Mas dónde buscar la tumba
del amigo fiel y del amante;
aquella del mendigo y del muchacho;
dónde encontrar un asilo
para esos que reciben el ascua
de la original llamarada;
¡sea marcada la urna
por un signo de paz leve como un juego!
Deja la taciturna masa de piedra
por las desamparadas lastras
que a veces tienen grabado
el símbolo que más conmueve
ya que el llanto y la risa
igualmente brotan, gemelos.
Lo mira el triste artesano que al trabajo se dirige
y ya le golpea en el pulso una voluntad ciega.
Para ellas busca un adorno primordial
que sepa por el recuerdo que anticipa
llevar el alma ruda
por caminos de dulces exilios:
una insignificancia, un girasol que se abre
y alrededor una danza de conejos...



a K

Rememoro tu sonrisa, y es para mí como el agua límpida
hallada al azar en la pedrera de un arenal,
exiguo espejo en el que mira una hiedra sus corimbos;
y encima el abrazo de un tranquilo cielo blanco.

Ese es mi recuerdo; no sabria decir, en la distancia,
si en tu rostro se expresa libre un alma ingenua,
o si verdaderamente eres un fugitivo que el mal del mundo extenúa
llevando su sufrir consigo como un talismán.
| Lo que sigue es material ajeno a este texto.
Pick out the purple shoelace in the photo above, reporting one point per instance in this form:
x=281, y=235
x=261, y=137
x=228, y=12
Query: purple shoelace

Mas esto puedo decirte, que tu imaginada efigie
sumerge mis caprichosas inquietudes en una oleada de calma,
y que tu semblante se insinúa en mi gris memoria
sencillo como la copa de una joven palmera...





Tráeme el girasol para que yo lo transplante
a mi tierra quemada por la sal,
y muestre todo el día a los azules reverberantes
del cielo la ansiedad de su rostro amarillento.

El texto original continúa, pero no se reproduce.